[This is a blog post from 2009. Tomorrow I’ll write a response to some of the points in this. In particular referencing “unChristian” and Christian’s bad reputation in the United States.]
Acts 2 describes what the earliest Christian community looked like.
Acts 244 All the believers were together and had everything in common. 45 Selling their possessions and goods, they gave to anyone as he had need. 46 Every day they continued to meet together in the temple courts. They broke bread in their homes and ate together with glad and sincere hearts, 47 praising God and enjoying the favor of all the people. And the Lord added to their number daily those who were being saved.

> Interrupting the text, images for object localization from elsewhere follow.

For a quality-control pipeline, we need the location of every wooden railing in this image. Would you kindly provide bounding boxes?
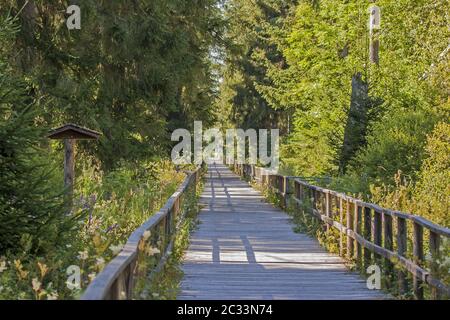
[234,163,450,300]
[81,167,202,300]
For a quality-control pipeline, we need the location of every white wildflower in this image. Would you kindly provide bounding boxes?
[142,230,151,241]
[47,292,58,300]
[146,246,160,256]
[0,261,7,273]
[88,273,97,282]
[77,250,89,260]
[32,278,42,292]
[109,244,124,255]
[96,257,105,267]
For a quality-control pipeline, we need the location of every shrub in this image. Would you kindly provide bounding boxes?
[0,15,75,254]
[348,109,438,190]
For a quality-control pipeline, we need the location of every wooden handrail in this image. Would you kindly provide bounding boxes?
[234,163,449,300]
[81,167,202,300]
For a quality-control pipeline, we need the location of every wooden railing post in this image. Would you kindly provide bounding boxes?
[126,261,136,299]
[312,189,316,214]
[284,176,291,209]
[111,274,126,300]
[294,181,301,208]
[373,209,382,257]
[299,183,303,204]
[397,217,408,295]
[339,197,344,257]
[346,200,354,260]
[413,222,424,300]
[382,211,393,288]
[354,202,362,266]
[364,206,372,270]
[325,192,331,232]
[429,231,441,300]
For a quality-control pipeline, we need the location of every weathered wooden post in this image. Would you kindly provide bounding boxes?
[48,124,101,211]
[369,4,381,65]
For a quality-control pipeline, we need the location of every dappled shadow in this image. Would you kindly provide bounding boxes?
[180,164,387,300]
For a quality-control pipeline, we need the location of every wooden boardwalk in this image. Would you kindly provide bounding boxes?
[178,164,387,300]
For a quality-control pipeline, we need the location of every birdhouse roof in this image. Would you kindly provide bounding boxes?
[48,123,101,140]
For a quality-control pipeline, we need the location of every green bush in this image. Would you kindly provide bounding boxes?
[414,122,450,226]
[369,121,449,227]
[347,109,438,190]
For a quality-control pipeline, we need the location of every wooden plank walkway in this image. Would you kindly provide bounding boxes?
[178,164,387,300]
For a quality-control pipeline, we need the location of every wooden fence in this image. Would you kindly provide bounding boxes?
[234,163,449,300]
[81,167,202,300]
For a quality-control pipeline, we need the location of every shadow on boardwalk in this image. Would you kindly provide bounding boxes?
[178,164,387,300]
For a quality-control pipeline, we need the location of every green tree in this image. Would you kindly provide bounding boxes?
[0,14,71,253]
[217,0,297,131]
[3,0,223,170]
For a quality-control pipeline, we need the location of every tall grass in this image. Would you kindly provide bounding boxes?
[0,159,188,300]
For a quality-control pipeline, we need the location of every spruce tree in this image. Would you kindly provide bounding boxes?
[0,14,70,253]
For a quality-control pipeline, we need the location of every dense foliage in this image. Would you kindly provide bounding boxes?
[0,0,448,300]
[0,160,186,299]
[0,1,220,299]
[0,14,70,253]
[2,0,222,170]
[219,0,449,225]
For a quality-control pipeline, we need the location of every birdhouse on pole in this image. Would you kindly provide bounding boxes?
[48,124,101,210]
[368,5,381,65]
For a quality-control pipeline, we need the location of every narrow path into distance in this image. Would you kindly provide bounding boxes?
[178,164,387,300]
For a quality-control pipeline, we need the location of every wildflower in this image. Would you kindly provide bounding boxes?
[96,257,105,268]
[145,246,160,256]
[143,230,151,241]
[109,244,124,255]
[0,261,7,273]
[37,262,49,278]
[88,273,96,282]
[47,292,58,300]
[14,260,29,279]
[78,250,89,260]
[32,278,42,292]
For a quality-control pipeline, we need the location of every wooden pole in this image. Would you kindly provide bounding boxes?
[397,217,408,295]
[64,139,75,209]
[369,5,381,65]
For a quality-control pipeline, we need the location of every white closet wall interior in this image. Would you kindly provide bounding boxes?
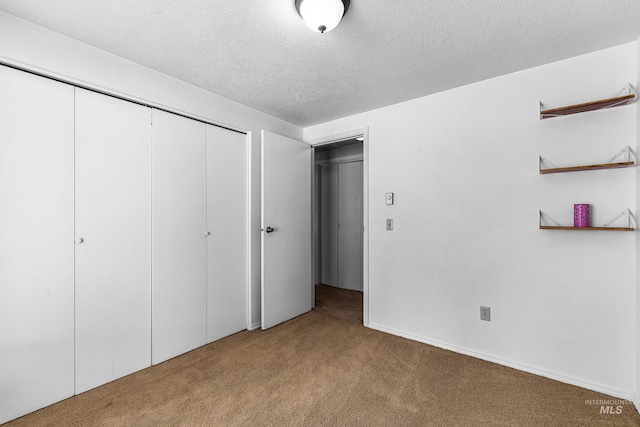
[337,161,363,291]
[74,88,152,393]
[0,66,75,424]
[206,125,248,343]
[151,109,208,365]
[320,164,339,286]
[319,160,363,291]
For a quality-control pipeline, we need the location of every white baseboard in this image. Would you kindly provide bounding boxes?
[248,321,261,331]
[367,322,635,402]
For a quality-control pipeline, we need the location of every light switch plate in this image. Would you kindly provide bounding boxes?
[385,192,394,205]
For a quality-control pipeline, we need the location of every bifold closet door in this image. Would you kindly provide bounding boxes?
[151,110,207,364]
[337,161,363,291]
[206,125,248,343]
[0,67,75,424]
[74,88,152,393]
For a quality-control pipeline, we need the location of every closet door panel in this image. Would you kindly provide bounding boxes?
[206,125,247,343]
[75,88,152,393]
[320,164,338,287]
[337,161,363,291]
[0,67,74,424]
[152,110,207,364]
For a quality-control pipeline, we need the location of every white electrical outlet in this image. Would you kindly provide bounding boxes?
[480,306,491,321]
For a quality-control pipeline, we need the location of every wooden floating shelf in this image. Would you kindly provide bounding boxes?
[540,226,634,232]
[539,161,635,174]
[540,93,635,119]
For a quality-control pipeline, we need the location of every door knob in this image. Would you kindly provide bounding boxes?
[265,226,275,233]
[204,231,210,236]
[75,237,84,244]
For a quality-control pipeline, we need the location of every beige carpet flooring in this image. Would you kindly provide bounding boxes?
[314,284,363,323]
[4,285,640,426]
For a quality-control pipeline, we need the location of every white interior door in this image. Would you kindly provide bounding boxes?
[75,88,152,393]
[261,130,312,330]
[206,125,248,342]
[0,66,75,424]
[151,110,207,364]
[337,161,364,291]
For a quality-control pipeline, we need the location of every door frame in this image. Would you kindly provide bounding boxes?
[245,131,255,331]
[309,128,369,326]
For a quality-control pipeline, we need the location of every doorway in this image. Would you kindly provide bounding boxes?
[313,137,364,323]
[260,129,367,331]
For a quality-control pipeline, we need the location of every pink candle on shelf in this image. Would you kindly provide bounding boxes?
[574,204,590,228]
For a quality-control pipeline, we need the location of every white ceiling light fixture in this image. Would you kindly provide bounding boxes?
[295,0,350,34]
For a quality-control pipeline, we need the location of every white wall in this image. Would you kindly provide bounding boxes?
[306,43,638,398]
[3,8,637,401]
[636,35,640,412]
[0,11,303,328]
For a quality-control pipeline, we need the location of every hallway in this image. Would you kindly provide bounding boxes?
[314,284,363,324]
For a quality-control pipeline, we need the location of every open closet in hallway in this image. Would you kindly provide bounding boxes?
[315,140,363,292]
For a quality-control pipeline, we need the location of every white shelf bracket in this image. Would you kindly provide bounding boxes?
[539,210,561,227]
[538,156,559,171]
[600,84,637,110]
[538,101,562,119]
[538,101,544,120]
[614,83,637,99]
[601,209,634,229]
[605,145,634,164]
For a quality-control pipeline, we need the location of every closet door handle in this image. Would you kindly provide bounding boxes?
[265,226,275,233]
[204,231,210,236]
[75,237,84,244]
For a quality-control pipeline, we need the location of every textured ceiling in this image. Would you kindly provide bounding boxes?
[1,0,640,127]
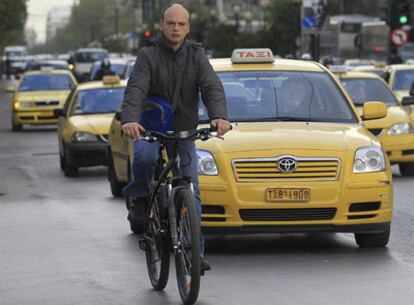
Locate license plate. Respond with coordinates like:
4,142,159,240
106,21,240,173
40,111,54,117
265,188,311,202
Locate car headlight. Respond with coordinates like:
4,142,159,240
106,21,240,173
353,147,385,173
13,101,32,109
72,131,98,142
197,150,218,175
388,122,413,135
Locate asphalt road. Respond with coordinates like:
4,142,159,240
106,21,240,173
1,79,414,305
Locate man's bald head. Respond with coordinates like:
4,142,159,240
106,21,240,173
160,3,191,51
161,3,190,22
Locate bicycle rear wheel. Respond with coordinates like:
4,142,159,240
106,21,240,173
145,201,170,290
174,188,201,305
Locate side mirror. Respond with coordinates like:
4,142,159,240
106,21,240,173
54,109,65,117
114,111,121,121
5,85,15,93
410,83,414,96
401,96,414,106
362,101,387,120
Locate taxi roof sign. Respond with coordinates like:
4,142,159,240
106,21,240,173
103,75,121,85
231,48,274,64
329,65,348,74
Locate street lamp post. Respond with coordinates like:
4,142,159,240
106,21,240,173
233,3,242,33
244,11,253,32
259,0,270,29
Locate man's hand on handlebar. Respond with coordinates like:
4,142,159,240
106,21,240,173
121,122,146,141
210,118,231,136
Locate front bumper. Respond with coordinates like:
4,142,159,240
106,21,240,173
13,110,58,125
203,222,390,234
66,142,109,167
199,174,393,233
380,134,414,163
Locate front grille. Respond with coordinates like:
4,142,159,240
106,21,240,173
35,100,59,106
239,208,337,221
202,205,225,222
349,202,380,212
368,128,383,136
348,214,376,220
202,205,225,214
38,116,57,120
233,156,340,182
402,149,414,156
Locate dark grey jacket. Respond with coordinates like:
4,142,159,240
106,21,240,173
121,34,227,131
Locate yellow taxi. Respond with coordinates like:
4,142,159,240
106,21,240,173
6,69,77,131
383,64,414,101
108,49,393,247
333,69,414,176
56,76,126,177
352,61,387,77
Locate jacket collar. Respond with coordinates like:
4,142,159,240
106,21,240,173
153,33,189,54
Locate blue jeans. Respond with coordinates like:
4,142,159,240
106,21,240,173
124,139,205,256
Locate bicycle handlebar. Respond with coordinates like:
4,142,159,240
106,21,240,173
141,127,217,143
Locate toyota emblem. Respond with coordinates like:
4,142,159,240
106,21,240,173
277,157,297,173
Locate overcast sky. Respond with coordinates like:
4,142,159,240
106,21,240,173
25,0,75,43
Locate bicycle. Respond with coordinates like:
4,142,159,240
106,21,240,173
137,127,217,305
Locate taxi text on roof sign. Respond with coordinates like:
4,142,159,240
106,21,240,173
231,48,274,64
329,65,348,74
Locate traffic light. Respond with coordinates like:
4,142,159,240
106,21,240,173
144,31,151,39
398,0,411,26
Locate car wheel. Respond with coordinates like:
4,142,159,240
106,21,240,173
59,144,65,171
354,227,390,248
63,145,79,177
11,118,22,131
399,163,414,176
107,154,126,197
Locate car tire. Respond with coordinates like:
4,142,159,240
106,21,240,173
11,118,22,131
59,149,65,171
107,154,126,197
354,227,390,248
63,145,79,177
399,163,414,176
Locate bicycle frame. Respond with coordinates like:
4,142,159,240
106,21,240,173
146,141,195,252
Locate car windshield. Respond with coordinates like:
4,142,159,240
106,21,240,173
393,69,414,91
18,74,75,92
70,87,125,115
356,69,384,77
75,51,107,63
199,71,357,123
90,63,127,79
341,78,399,106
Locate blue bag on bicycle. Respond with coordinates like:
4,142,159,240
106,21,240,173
139,96,173,134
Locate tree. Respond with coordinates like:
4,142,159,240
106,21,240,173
264,0,301,57
0,0,27,51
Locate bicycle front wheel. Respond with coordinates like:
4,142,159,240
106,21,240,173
174,188,201,305
145,209,170,290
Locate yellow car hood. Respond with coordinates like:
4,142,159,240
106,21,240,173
197,122,375,153
68,113,115,134
357,106,410,129
15,90,71,103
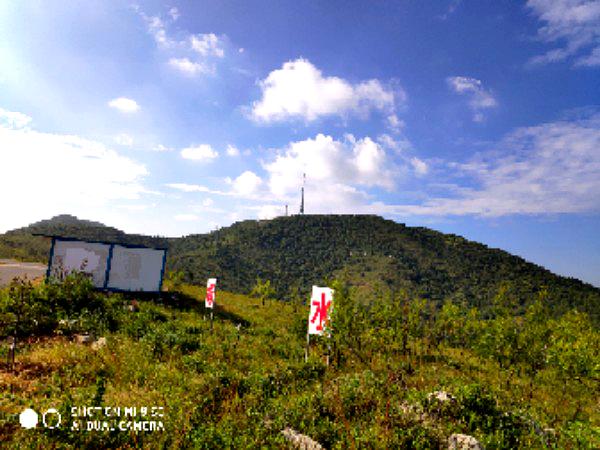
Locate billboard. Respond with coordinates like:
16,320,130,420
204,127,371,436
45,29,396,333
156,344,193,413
49,239,110,287
47,237,167,292
106,245,166,292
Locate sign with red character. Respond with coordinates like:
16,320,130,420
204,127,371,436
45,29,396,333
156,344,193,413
308,286,334,335
205,278,216,309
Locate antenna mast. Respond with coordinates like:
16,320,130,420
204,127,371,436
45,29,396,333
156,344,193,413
300,173,305,214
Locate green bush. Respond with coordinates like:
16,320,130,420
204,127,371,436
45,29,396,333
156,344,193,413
0,273,126,339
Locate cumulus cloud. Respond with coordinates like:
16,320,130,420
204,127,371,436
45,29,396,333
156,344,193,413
190,33,224,58
377,133,413,154
168,7,180,21
165,183,211,193
527,0,600,67
226,144,240,156
263,134,396,200
168,57,212,76
108,97,140,113
135,7,226,76
0,108,32,129
114,133,134,146
386,114,405,133
0,108,148,232
410,157,429,175
447,76,497,121
392,113,600,216
153,144,174,152
231,171,263,195
180,144,218,161
141,13,173,47
256,204,285,220
251,58,400,123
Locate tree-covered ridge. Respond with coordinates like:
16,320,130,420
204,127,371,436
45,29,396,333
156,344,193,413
168,215,600,323
0,215,169,262
1,214,598,323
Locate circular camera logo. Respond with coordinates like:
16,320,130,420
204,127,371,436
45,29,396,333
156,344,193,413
19,408,38,429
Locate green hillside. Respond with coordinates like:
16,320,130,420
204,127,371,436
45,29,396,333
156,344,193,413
0,214,168,262
1,276,598,448
1,214,598,323
168,215,600,323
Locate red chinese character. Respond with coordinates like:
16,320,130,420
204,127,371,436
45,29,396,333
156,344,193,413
206,284,215,306
310,292,331,331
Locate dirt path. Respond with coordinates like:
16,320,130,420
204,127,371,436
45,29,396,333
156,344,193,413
0,259,47,286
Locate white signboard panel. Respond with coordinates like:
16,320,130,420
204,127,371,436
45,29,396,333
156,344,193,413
106,245,165,292
308,286,334,335
50,240,110,288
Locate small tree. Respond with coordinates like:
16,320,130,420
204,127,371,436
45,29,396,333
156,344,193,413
166,270,185,290
250,278,276,306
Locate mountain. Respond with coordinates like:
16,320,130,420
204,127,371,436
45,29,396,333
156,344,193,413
168,215,599,323
1,214,598,323
0,214,168,262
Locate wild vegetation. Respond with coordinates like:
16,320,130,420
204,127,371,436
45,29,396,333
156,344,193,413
1,274,598,448
2,214,599,325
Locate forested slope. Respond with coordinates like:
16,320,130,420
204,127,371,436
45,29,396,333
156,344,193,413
1,214,598,322
168,215,600,322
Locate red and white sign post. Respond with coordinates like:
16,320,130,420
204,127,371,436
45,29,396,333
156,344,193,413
206,278,216,328
305,286,334,363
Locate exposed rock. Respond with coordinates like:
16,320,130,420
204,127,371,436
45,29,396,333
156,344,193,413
448,433,482,450
74,334,93,344
399,401,429,421
91,337,107,350
428,391,456,403
281,427,323,450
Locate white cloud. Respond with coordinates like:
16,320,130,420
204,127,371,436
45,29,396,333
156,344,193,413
114,133,134,146
0,108,32,129
135,7,226,76
263,134,396,204
0,109,148,232
231,170,262,195
108,97,140,113
256,204,284,220
202,198,214,207
180,144,218,161
447,76,497,121
168,7,180,21
165,183,211,193
190,33,224,58
386,114,405,133
377,133,412,154
393,113,600,216
154,144,174,152
134,8,175,47
175,214,199,221
226,144,240,156
527,0,600,67
168,57,213,76
251,58,400,123
410,157,429,175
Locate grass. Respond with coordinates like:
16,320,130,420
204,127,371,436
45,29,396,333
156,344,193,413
1,282,598,448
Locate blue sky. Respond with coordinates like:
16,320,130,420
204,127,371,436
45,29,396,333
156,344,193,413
0,1,599,286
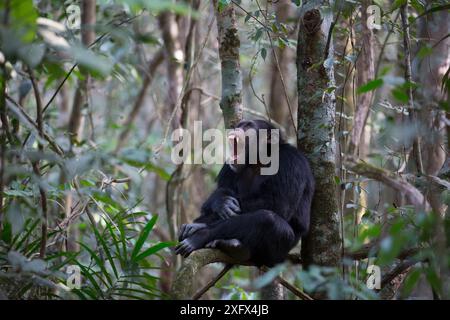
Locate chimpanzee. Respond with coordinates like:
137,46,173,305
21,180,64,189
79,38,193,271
175,119,315,267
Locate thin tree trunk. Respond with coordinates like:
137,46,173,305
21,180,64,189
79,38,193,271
269,0,292,127
414,4,449,299
400,4,424,175
0,62,6,235
297,2,341,271
158,11,184,129
115,49,164,152
68,0,96,144
349,0,374,156
66,0,96,251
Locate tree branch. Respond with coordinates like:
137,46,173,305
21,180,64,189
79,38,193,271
5,94,64,156
192,264,233,300
171,249,312,300
346,159,430,211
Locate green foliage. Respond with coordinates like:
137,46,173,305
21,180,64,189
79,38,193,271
357,78,384,94
0,205,173,299
218,0,232,12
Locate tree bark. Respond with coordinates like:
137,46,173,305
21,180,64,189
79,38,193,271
297,2,341,268
213,0,243,128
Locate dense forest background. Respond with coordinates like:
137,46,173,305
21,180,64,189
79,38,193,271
0,0,449,300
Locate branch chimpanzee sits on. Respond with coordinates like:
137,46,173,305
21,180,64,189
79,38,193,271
175,119,315,267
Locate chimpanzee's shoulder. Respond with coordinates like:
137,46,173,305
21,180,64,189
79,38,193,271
216,163,236,185
279,143,308,163
277,143,313,178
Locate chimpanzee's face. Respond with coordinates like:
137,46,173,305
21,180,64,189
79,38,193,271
226,120,279,173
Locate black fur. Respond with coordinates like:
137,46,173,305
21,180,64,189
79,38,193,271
176,120,315,267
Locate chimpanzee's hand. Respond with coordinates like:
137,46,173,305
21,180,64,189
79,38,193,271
213,196,241,220
178,223,207,241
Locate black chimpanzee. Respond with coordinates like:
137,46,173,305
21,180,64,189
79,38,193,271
175,119,314,267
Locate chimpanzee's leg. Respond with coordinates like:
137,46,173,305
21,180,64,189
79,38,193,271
175,210,295,266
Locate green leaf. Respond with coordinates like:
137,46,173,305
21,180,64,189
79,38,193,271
261,48,267,61
410,4,450,23
89,220,119,279
425,266,443,294
92,192,122,210
218,0,231,12
144,163,171,181
131,215,158,261
76,263,105,297
392,87,409,103
6,203,26,235
117,0,199,17
135,242,176,262
78,242,114,286
357,78,383,94
71,46,112,77
9,0,38,42
12,218,39,250
417,45,433,59
391,0,407,12
254,28,263,42
410,0,425,14
402,267,422,296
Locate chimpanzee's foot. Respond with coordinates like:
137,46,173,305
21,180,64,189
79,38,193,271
175,238,196,258
205,239,251,262
175,229,210,258
178,223,207,241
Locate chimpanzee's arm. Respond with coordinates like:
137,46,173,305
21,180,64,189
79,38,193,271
194,165,240,224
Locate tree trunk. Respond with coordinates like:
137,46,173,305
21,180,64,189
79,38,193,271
68,0,95,144
213,0,243,128
414,4,449,299
297,2,341,269
348,0,375,156
115,49,164,152
269,0,292,127
66,0,96,252
158,11,184,129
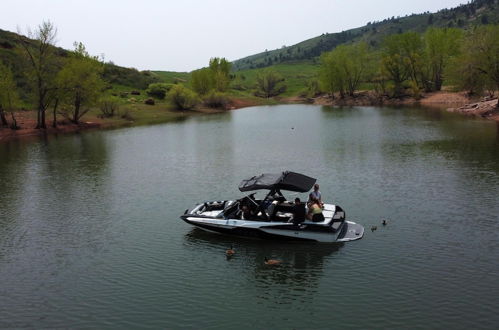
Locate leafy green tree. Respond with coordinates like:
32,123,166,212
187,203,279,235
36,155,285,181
18,20,59,129
381,34,413,97
56,42,104,123
254,69,287,98
471,25,499,97
424,28,463,91
398,32,426,91
191,68,214,95
338,43,370,96
449,25,499,102
167,84,199,110
319,51,343,98
0,61,20,128
209,57,232,92
319,43,370,98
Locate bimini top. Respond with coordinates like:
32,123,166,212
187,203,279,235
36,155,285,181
238,171,317,193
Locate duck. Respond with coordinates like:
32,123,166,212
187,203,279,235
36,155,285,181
226,245,235,257
371,225,377,232
382,219,387,226
264,257,281,265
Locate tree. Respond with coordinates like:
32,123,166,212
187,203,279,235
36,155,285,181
398,32,426,90
191,68,214,95
319,51,343,98
56,42,104,123
472,25,499,99
381,33,421,97
18,20,59,129
209,57,232,92
319,43,371,98
424,28,463,91
254,69,286,98
449,25,499,104
191,57,232,95
0,61,20,128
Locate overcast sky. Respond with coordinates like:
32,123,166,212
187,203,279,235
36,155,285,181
2,0,466,72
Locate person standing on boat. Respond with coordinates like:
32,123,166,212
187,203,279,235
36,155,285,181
308,184,323,206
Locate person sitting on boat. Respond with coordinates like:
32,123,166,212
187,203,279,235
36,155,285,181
239,204,254,220
307,198,325,222
292,197,306,225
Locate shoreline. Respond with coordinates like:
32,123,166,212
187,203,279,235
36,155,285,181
1,91,498,144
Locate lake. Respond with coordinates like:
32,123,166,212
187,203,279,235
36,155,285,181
1,105,499,329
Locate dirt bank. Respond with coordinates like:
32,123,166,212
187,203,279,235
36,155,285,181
309,90,499,123
0,111,106,143
310,90,471,108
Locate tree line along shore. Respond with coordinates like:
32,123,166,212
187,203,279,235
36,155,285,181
0,21,498,143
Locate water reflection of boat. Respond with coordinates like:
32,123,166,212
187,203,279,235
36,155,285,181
184,227,342,287
181,172,364,243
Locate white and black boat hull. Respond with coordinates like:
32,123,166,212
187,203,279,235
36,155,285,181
180,214,364,243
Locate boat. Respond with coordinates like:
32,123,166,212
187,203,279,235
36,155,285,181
180,171,364,243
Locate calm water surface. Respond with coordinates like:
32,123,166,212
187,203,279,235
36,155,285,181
1,105,499,329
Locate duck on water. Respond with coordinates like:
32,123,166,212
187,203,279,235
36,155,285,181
180,171,364,243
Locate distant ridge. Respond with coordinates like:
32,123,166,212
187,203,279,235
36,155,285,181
232,0,499,71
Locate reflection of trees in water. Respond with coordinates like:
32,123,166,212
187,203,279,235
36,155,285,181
184,228,342,289
0,140,29,204
0,140,30,246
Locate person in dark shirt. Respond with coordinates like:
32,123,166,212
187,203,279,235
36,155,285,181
292,197,306,225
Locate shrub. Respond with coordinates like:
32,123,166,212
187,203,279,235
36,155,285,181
299,79,320,98
99,97,120,118
254,69,287,98
146,83,173,99
203,91,230,109
167,84,199,110
120,108,134,121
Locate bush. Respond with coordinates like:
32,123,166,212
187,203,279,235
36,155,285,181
299,79,321,98
203,91,230,109
254,69,287,98
99,97,120,118
167,84,199,110
146,83,173,99
120,108,134,121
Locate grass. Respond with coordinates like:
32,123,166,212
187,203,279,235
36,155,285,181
231,62,319,97
152,71,191,85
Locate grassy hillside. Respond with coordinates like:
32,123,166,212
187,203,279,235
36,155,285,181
231,62,319,97
0,28,161,97
232,0,499,71
152,71,191,85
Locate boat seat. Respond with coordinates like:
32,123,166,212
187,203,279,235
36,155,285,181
312,213,325,222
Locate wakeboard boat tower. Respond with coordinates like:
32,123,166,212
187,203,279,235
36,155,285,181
180,171,364,243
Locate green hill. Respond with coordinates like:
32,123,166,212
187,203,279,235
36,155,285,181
0,28,161,96
232,0,499,71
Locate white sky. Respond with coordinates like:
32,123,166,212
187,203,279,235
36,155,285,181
2,0,466,72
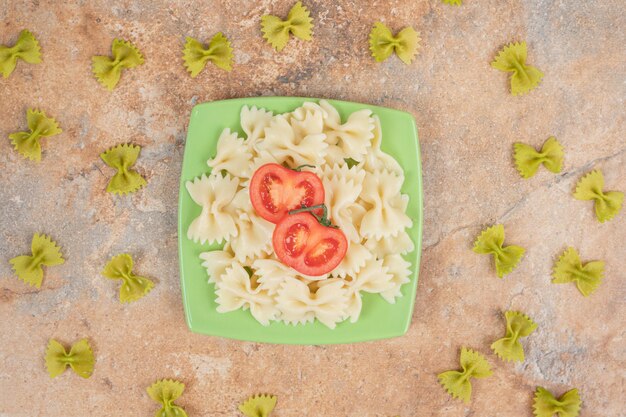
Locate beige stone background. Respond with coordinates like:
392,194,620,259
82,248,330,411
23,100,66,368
0,0,624,416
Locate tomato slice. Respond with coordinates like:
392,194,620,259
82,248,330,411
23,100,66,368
273,212,348,276
249,163,325,224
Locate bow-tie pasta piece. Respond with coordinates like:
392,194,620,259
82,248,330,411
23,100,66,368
332,242,372,279
442,0,462,5
379,254,412,304
364,230,414,258
10,233,64,288
216,264,278,326
492,41,544,95
101,254,155,303
369,22,420,64
207,128,253,178
491,311,537,362
45,339,95,379
252,258,300,296
182,32,233,77
322,166,367,243
573,170,623,222
9,108,62,161
318,100,375,162
473,224,525,278
358,114,403,177
438,347,493,403
185,173,239,244
200,249,235,284
344,257,394,322
241,105,274,148
0,29,41,78
261,1,313,52
552,247,604,296
239,394,277,417
92,39,144,90
514,137,564,178
360,169,412,240
229,212,274,264
533,387,581,417
147,379,188,417
100,143,147,195
276,278,348,329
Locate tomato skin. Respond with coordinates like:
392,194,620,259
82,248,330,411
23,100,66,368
249,163,325,224
273,212,348,276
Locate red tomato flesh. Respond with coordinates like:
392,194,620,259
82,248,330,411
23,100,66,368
250,163,325,224
273,212,348,276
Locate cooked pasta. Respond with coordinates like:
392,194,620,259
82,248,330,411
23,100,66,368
189,100,414,327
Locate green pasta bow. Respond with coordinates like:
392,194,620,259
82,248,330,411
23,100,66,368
491,311,537,362
533,387,581,417
513,137,564,178
0,29,42,78
10,233,64,288
492,42,544,95
9,108,62,161
182,33,233,77
45,339,95,379
101,253,154,303
261,1,313,52
100,143,147,195
147,379,188,417
473,224,525,278
438,347,492,403
442,0,462,5
369,22,420,65
239,394,277,417
92,38,144,90
552,247,604,297
573,170,623,223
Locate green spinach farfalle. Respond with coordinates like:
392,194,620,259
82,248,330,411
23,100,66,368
491,311,537,362
573,170,623,222
9,108,62,161
182,33,233,77
261,1,313,52
533,387,581,417
0,29,42,78
147,379,188,417
513,137,564,178
239,394,277,417
552,247,604,296
100,143,147,195
45,338,95,379
492,41,543,95
92,38,144,90
369,22,420,64
10,233,64,288
438,347,492,403
101,254,155,303
473,224,525,278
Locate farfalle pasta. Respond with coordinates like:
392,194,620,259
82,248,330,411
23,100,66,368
492,42,544,95
368,22,420,65
239,394,277,417
533,387,581,417
147,379,188,417
491,311,537,362
45,338,95,379
261,1,313,52
101,253,155,303
10,233,64,288
100,143,147,195
514,137,564,178
0,29,42,78
10,108,62,161
182,33,233,77
92,38,144,90
552,247,604,296
188,100,414,327
438,347,493,403
573,169,623,222
473,224,525,278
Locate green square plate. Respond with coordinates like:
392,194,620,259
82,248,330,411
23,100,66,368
178,97,422,344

The first Christians enjoyed the favor of all people. Few churches in this country could make that same claim. In fact, the church has such a bad reputation that entire book, unChristian, was written about the churches bad rap in the United States. Most Christians who are attempting to connect with the lost feel a need to either justify or distance themselves from the actions of other believers. We’ve drifted so far from the early church that most churches are lucky if they have a neutral reputation in their community.
As a good American raised on capitalism, I can come up with a 1,000 reasons why my church doesn’t or can’t follow the description in this passage. I can explain how the passage is descriptive not prescriptive. I can explain how the most extreme elements of the passage aren’t commanded elsewhere in scripture to the church.
What I can’t explain is why if we’re serious about reaching people with the gospel, why aren’t we taking the description of a church, who enjoyed the favor of all people and which God was adding to their numbers daily, seriously?